Cyprus Mail

Coronavirus: ‘Government schemes only thing keeping hotels open’


Paphos hotels are operating at 15 per cent occupancy rates and would be closed were it not for state support, president of the Paphos branch of the Cyprus Hotel Association said on Monday.

Thanos Michaelides told the Cyprus News Agency that despite interest from locals for weekend stays, numbers were inadequate to make a noticeable impact on occupancies.

“If we did not have the schemes of the labour ministry supporting hotel employees, hotels would surely be closed,” he said.

Most Paphos hotels re-opened in May in anticipation of visitors from the UK, but such hopes were dashed after the British government opted to include Cyprus, along with most other tourism destinations, in the amber category requiring quarantine on return. Its decision to shift Portugal from green to orange during its first review only fuelled further uncertainty.

Michaelides said July occupancies are also projected to be very low, pending developments in the UK market.
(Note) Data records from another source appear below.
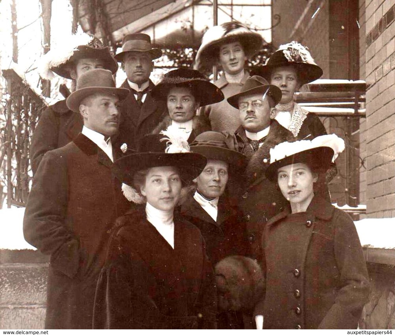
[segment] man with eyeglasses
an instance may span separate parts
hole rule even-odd
[[[242,153],[249,159],[244,189],[237,201],[246,222],[250,245],[249,256],[260,261],[260,241],[264,225],[282,210],[287,201],[267,180],[265,171],[270,162],[270,149],[283,142],[294,141],[289,130],[274,119],[271,109],[281,99],[280,89],[259,76],[248,78],[240,92],[228,99],[238,108],[241,125],[235,133]]]

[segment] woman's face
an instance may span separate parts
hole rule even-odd
[[[303,163],[283,166],[277,172],[278,186],[282,195],[292,205],[306,209],[314,196],[313,185],[318,176]]]
[[[178,170],[173,166],[149,169],[140,190],[147,202],[157,209],[172,211],[178,202],[182,187]]]
[[[293,94],[300,87],[295,69],[292,66],[276,68],[270,75],[270,83],[281,90],[280,102],[286,103],[293,98]]]

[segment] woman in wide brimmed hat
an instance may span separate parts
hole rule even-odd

Hotels have seen a number of cancellations and no new bookings.

“If July is like June the only way to operate hotels if they are under-operating as they are now, is with the hotel employees’ support scheme,” he said.

Pending a final decision from the UK government, British visitors are not making any holiday bookings because they do not want to take the risk of a category change. “No tourist will book holidays unless they know what the situation is.”

Every month lost in the summer cannot be recuperated later in the year, however well the late autumn and winter months perform. “Unfortunately, we are going through a difficult year. Hoteliers are waiting because they want to operate their hotels.”

He praised the ministry’s support scheme, which covers a significant part of employees’ salaries, because not only did it provide employment but allows staff to retain their skills and be in a state of readiness.

As to the forthcoming three-day weekend, Michaelides said there was keen interest from locals, but said the three days of business would not make a meaningful impact on occupancy levels.